BioRxiv Gets a Boost
In April 2017, bioRxiv obtained a multi-year funding package from the Chan Zuckerberg Initiative. Although the total amount of the grant funding has not been disclosed, the money will be used to pay for staff, technology development, and infrastructure according to John Inglis, Executive Director of Cold Spring Harbor Laboratory Press and co-founder of bioRxiv. BioRxiv is critical to the dissemination of preprints in the life sciences. The preprint server relies on commercial software from HighWire Press but any software developed with the Chan Zuckerberg Initiative funding will be open source. Inglis also revealed the fact that bioRxiv is committed to eventually having a completely open-source platform. He would also like to automate the process of translating scientific papers hosted on bioRxiv to web-friendly formats that would make papers easier to read on electronic devices and more amenable to text mining which is often used for scientific analysis.

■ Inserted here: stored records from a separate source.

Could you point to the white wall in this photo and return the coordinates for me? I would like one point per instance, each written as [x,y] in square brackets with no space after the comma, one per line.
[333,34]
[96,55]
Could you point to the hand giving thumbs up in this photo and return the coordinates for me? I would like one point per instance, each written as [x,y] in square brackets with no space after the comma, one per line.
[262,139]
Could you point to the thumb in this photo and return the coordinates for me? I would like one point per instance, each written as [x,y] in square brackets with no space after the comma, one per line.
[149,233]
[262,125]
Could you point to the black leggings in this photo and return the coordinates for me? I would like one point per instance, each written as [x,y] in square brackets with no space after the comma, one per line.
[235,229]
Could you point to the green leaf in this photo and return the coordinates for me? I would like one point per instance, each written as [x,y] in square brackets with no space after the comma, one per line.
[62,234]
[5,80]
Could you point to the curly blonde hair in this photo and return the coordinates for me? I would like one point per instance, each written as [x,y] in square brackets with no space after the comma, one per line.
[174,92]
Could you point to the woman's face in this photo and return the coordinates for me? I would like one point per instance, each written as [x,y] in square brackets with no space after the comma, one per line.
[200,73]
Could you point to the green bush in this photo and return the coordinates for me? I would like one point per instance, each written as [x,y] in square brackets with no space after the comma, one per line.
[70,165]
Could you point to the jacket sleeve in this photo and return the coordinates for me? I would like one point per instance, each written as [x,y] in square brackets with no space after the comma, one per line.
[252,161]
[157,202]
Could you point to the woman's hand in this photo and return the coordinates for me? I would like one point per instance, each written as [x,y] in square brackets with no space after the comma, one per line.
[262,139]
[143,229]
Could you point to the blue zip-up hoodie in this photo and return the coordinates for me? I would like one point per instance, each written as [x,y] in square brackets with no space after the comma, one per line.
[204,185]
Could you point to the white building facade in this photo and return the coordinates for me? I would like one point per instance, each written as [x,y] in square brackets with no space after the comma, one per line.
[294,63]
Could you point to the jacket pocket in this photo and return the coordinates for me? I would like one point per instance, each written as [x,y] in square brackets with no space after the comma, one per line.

This funding will allow for the expansion of the preprint server that hosts global scientific research for the life sciences. The increased support for bioRxiv as well as the expansion of its capacity that the Chan Zuckerberg investment will support should have a positive impact on global scientific research. It is a well-known fact that scientific publishing is slow and can take months or years for a manuscript to get reviewed and published. Preprint servers allow for the rapid dissemination of data and it is this hope of accelerating the pace of discovery that has motivated the Chan Zuckerberg Initiative’s donation. In addition, the Initiative will help with the development of open-source software tools. Although preprints have not been peer reviewed, dissemination of preprints opens the door for feedback, collaboration, and comments that can improve the manuscript. This partnership should also promote collaboration between publishing, scientific, and information technology experts to drive the evolution of scientific communication. This also has the ability to alter the scientific publishing landscape. While peer-reviewed research journals will always have a place, now authors can have preprint review as well, further improving the quality of their research.